Machine intelligence takes bias out of hiring

Hiring processes have long been based on typical CV information, such as academic and professional achievements, followed by telephone and face-to-face interviewing. Now organisations are realising this has led to biased selection methodologies and resulted in the lack of diversity seen in workforces across multiple industries.

By looking for a narrow list of traits in a candidate, such as going to certain universities or past employment at particular firms, companies are restricting their ability to recruit from under-represented groups. Many hiring managers also unconsciously cede to the familiarity of hiring in their own image. When organisations are already made up predominantly of white men, it’s no surprise what they’re going to get.

“Selecting people like yourself leads to the same type of people across the organisation,” says David Barrett, chief commercial officer at Aon’s Assessment Solutions, which undertakes 30 million talent assessments each year in 90 countries and 40 languages. “That’s particularly true of professional organisations like banks or accounting firms. You often just see young or middle-aged white men running around in blue or grey suits.

“Some have tried to adopt quotas but, while good-intentioned, that too can become prejudicial because you stop looking at who is best for the job. Promotions also often have the effect of an old boys’ network. It’s beginning to change, but it’s still true that in many cases women face more prejudices and need to work much harder to succeed.”

Sophisticated assessment solutions, powered by artificial intelligence (AI) algorithms, are now driving the changes needed to transform talent selection and enable more diverse recruiting. By using machine intelligence to compare people profiles and behaviour competencies with job specifications and organisational demands, businesses can consider a much bigger pool of talent and make more objective decisions.

Aon works, for example, with a British engineering giant to help it build a more diverse workforce. By implementing Aon’s reduced biased methods and solutions, they have increased its female hires by 19 per cent, while participation in its talent assessments by underrepresented groups has surged by more than 200 per cent.

“A huge advantage in using standardised, systematic assessments with AI and predictive analytics is they are constantly loaded with more of the right people delivering better in-job results,” says Suzanne Courtney, managing director at Aon’s Assessment Solutions, UK. “We have now also achieved excellent outcomes in being able to use AI auto-scored video interviews to reliably replicate expert interviewers who are trained to be accurate and unbiased.”

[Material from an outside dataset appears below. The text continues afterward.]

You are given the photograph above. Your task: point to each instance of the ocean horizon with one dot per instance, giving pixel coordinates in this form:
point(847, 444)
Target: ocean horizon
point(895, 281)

Evidence-based research of this type, combined with mobile and AI technologies, is likely to herald the end of high-volume face-to-face screening interviews.

Far from hiring in the image of their existing managers, the savviest employers now seek to hire in the image of their customers. Indeed, 88 per cent of job seekers are more likely to buy from a company that gave them a positive candidate experience when applying for a role, according to a study by the Talent Board.

By combining marketing principles with talent acquisition, organisations can achieve a better diversity yield. Aon has taken a mobile-first approach, designing its assessments shorter and in the form of social messaging apps. While the completion rates of desktop platforms are typically 60 to 70 per cent, Aon’s are around 95 per cent and, the biggest increase in participation being among under-represented groups.

“When many companies look at what they were doing to assess talent five years ago, I think they will blush,” says Mr Barrett. “They wanted to help in the context of diversity and under-represented groups, but their way of doing it was ill thought through and didn’t address the business issue around why diversity is great. Our solutions, driven by AI algorithms and predictive analytics, give companies the objectivity to change the demographic of their workforce and the tools to recruit better talent at a lower cost.”